Deep learning can capitalize on all of the patterns that can be extracted from very large datasets and used for interpreting still and moving images, according to Naylor.
"Deep learning and related machine-learning methods can also learn from massively greater numbers of images than any human expert, continue learning and adapting over time, mitigate interobserver variability, and facilitate better decision-making and more effective image-guided therapy," he wrote.
- Digitization of health-related records is accelerating, as is sharing of high-quality fully labeled and specialized datasets.
- Deep learning is highly adaptable for integrative analysis of heterogeneous datasets assembled from diverse sources.

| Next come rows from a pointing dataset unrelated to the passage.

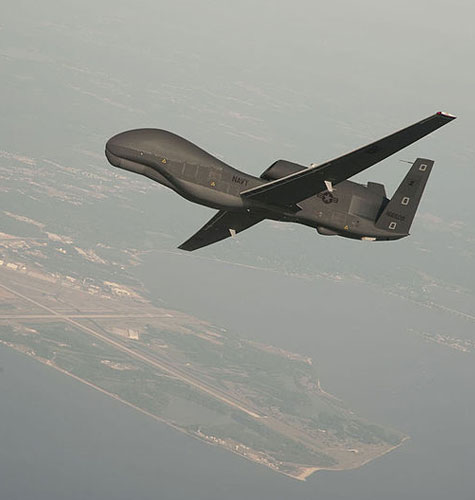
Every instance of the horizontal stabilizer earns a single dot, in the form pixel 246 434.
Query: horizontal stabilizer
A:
pixel 221 226
pixel 302 184
pixel 400 211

- Deep learning has enormous capacity to inform the process of discovery in health research and to facilitate hypothesis generation by identifying novel associations.
- Deep learning shows promise for streamlining routine work by healthcare professionals and empowering patients, thereby promoting a safer, more humane, and participatory paradigm for healthcare.
- Deep learning is diffusing rapidly through a combination of open-source and proprietary programs.
- None of these developments depend on improvements in the basic technology of deep learning.
Naylor noted that deep learning also exemplifies a broader trend toward the convergence of health and data sciences.
"Barriers to adoption will rightly be more rigid in healthcare than in many other fields in which software programs relying on deep learning and other forms of machine learning are used daily by billions of people," he wrote. "However, pressure to deploy deep learning and a range of tools derived from modern data science will be relentless, given the extraordinarily rich information now available to characterize and follow vast numbers of patients, the ongoing challenges of making sense of the complexity of human biology and healthcare systems, and the potential for smart information technology to support tomorrow's clinicians in the provision of safe, effective, efficient, and humanistic care."
In an accompanying editorial, Dr. William Stead of Vanderbilt University Medical Center wrote that AI and deep learning are now entering the mainstream of clinical medicine.
"This technology can augment human intelligence to improve decision-making and operational processes," Stead wrote. "Physicians need to actively engage to adapt their practice and to shape the technology."